Car Price Prediction System : Build and Deploy a Machine Learning Model

Surabhi Last Updated : 23 Oct, 2024

7 min read

This article was published as a part of the Data Science Blogathon

Introduction

Machine Learning is a field of technology developing with immense abilities and applications in automating tasks, where neither human intervention is needed nor explicit programming.

The power of ML is such great that we can see its applications trending almost everywhere in our day-to-day lives. ML has solved many problems that existed earlier and have made businesses in the world progress to a great extend.

Today, we’ll go through one such practical problem and build a solution(model) on our own using ML.

What’s exciting about this?

Well, we will deploy our built model using Flask and Heroku applications. And in the end, we will have fully working web applications in our hands.

Why is it important to deploy your model?

Machine Learning models generally aim to be a solution to an existing problem or problems. And at some point in your life, you must have thought that how would your model be a solution and how would people use this? Indeed, people can’t use your notebooks and code directly, and that’s where you need to deploy your model.

You can either deploy your, model, like API or a web service. Here we are using the Flask micro-framework. Flask defines a set of constraints for the web app to send and receive data.

Care Price Prediction System

We are about to deploy an ML model for car selling price prediction and analysis. This kind of system becomes handy for many people.

Imagine a situation where you have an old car and want to sell it. You may of course approach an agent for this and find the market price, but later may have to pay pocket money for his service in selling your car. But what if you can know your car selling price without the intervention of an agent. Or if you are an agent, definitely this will make your work easier. Yes, this system has already learned about previous selling prices over years of various cars.

So, to be clear, this deployed web application will provide you will the approximate selling price for your car based on the fuel type, years of service, showroom price, the number of previous owners, kilometres driven, if dealer/individual, and finally if the transmission type is manual/automatic. And that’s a brownie point.
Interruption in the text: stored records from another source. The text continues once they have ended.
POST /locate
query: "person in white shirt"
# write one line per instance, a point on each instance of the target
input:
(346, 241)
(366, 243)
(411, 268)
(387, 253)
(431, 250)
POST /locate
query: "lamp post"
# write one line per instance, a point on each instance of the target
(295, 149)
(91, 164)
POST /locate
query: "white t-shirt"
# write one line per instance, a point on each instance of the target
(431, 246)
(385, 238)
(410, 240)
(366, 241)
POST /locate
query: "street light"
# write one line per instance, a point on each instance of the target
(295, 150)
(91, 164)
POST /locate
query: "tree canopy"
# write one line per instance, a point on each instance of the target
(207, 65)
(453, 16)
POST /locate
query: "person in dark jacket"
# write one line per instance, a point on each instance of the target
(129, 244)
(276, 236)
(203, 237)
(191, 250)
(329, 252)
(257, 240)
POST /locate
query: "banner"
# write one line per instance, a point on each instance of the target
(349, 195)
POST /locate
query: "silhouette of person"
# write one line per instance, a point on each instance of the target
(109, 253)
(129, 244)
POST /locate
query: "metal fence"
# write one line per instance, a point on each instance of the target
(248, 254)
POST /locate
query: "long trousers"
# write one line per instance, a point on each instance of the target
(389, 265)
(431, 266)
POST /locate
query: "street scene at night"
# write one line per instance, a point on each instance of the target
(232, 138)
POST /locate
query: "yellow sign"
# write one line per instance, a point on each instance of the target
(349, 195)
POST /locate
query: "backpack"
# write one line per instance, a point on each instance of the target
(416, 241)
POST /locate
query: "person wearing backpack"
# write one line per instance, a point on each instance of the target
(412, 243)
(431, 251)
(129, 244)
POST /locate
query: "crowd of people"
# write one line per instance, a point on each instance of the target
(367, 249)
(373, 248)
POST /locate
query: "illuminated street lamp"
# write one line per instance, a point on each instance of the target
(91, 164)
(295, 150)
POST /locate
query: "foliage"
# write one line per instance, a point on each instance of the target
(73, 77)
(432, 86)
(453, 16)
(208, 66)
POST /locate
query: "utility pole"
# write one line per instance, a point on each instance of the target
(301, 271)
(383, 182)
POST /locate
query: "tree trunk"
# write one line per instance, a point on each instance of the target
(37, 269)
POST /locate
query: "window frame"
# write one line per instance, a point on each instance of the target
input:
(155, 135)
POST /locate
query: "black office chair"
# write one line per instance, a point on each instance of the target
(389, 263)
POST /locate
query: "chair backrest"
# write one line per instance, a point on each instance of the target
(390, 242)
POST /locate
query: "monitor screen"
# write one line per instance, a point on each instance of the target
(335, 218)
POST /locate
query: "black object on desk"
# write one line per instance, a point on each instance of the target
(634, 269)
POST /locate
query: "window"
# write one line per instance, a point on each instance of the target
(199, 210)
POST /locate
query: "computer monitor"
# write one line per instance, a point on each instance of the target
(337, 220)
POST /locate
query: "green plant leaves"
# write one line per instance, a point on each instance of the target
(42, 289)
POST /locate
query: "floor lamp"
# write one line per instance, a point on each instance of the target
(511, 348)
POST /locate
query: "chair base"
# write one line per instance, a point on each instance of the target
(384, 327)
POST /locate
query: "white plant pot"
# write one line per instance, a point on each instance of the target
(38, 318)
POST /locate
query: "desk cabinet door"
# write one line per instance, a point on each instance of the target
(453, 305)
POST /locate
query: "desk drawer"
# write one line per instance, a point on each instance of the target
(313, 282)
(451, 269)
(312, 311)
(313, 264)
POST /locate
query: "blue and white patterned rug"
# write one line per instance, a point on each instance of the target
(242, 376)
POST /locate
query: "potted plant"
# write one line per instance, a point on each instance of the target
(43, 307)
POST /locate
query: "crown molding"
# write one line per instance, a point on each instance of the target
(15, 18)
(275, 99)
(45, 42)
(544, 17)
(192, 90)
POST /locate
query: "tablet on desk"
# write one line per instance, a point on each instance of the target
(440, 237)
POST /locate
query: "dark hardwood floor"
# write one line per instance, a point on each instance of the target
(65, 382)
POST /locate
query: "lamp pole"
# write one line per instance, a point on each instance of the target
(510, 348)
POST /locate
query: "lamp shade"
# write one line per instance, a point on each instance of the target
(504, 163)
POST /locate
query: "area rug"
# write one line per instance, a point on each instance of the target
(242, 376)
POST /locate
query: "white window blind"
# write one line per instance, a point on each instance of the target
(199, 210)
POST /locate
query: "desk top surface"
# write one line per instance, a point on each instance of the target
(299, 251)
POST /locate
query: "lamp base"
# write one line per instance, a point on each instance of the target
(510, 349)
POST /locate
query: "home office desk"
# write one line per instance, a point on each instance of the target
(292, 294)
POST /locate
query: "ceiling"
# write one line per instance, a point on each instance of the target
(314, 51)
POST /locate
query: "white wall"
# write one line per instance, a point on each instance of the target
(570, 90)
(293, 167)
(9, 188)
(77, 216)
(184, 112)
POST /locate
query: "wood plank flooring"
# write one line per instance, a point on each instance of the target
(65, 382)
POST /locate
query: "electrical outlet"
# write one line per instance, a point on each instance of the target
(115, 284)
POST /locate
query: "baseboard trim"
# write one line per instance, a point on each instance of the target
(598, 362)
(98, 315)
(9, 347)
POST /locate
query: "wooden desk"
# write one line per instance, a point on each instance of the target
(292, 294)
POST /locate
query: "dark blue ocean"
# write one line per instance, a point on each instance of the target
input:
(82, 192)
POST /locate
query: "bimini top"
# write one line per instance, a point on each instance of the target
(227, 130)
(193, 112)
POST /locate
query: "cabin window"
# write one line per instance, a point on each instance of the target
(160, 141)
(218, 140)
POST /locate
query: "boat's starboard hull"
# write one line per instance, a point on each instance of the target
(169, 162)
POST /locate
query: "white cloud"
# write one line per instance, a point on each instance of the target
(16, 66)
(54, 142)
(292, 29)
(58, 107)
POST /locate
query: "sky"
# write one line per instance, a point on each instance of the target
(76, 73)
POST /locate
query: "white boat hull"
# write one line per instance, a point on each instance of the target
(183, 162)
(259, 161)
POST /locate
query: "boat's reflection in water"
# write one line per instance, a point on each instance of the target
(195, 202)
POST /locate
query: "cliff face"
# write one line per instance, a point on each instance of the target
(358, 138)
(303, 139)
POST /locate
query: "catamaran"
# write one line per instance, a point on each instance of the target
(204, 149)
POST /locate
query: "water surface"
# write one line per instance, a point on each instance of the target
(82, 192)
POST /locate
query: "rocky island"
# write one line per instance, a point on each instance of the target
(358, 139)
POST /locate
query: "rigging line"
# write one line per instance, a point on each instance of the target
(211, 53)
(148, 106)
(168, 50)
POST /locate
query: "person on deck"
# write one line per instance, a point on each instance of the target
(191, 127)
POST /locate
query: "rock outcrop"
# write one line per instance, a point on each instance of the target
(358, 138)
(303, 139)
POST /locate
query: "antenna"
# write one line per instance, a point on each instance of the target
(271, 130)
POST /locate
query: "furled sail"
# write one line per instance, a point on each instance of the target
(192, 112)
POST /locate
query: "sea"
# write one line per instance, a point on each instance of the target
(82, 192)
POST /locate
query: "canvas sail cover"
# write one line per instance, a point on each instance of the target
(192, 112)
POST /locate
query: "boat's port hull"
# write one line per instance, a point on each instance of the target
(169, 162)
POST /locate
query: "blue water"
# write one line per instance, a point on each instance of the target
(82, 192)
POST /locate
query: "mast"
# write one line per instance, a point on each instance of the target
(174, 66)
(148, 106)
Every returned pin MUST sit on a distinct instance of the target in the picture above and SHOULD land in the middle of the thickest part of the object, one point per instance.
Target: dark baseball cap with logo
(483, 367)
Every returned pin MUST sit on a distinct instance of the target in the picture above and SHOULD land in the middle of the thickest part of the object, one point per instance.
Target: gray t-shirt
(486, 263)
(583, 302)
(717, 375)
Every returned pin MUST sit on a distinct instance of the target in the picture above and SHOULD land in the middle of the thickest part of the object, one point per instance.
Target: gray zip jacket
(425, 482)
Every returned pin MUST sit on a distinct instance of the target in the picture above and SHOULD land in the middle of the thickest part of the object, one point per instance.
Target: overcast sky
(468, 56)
Any kind of modifications can also be later inbuilt in this application. It is only possible to later make a facility to find out buyers. This a good idea for a great project you can try out. You can deploy this as an app like OLA or any e-commerce app. The applications of Machine Learning don’t end here. Similarly, there are infinite possibilities that you can explore. But for the time being, let me help you with building the model for Car Price Prediction and its deployment process.

Importing Dataset

Dataset is attached in the GitHub folder. Check here

The data consist of 300 rows and 9 columns. Since our target is to find the selling price, the target attribute y is also selling price, remaining features are taken for analysis and predictions.

Python Code:

import numpy as np
import pandas as pd
data = pd.read_csv(r'car.csv')
print(data.head())

Feature Engineering

The data. corr() will give you an intuition on the correlation between all attributes in the dataset. More correlated features can be removed since they can lead to overfitting of the model.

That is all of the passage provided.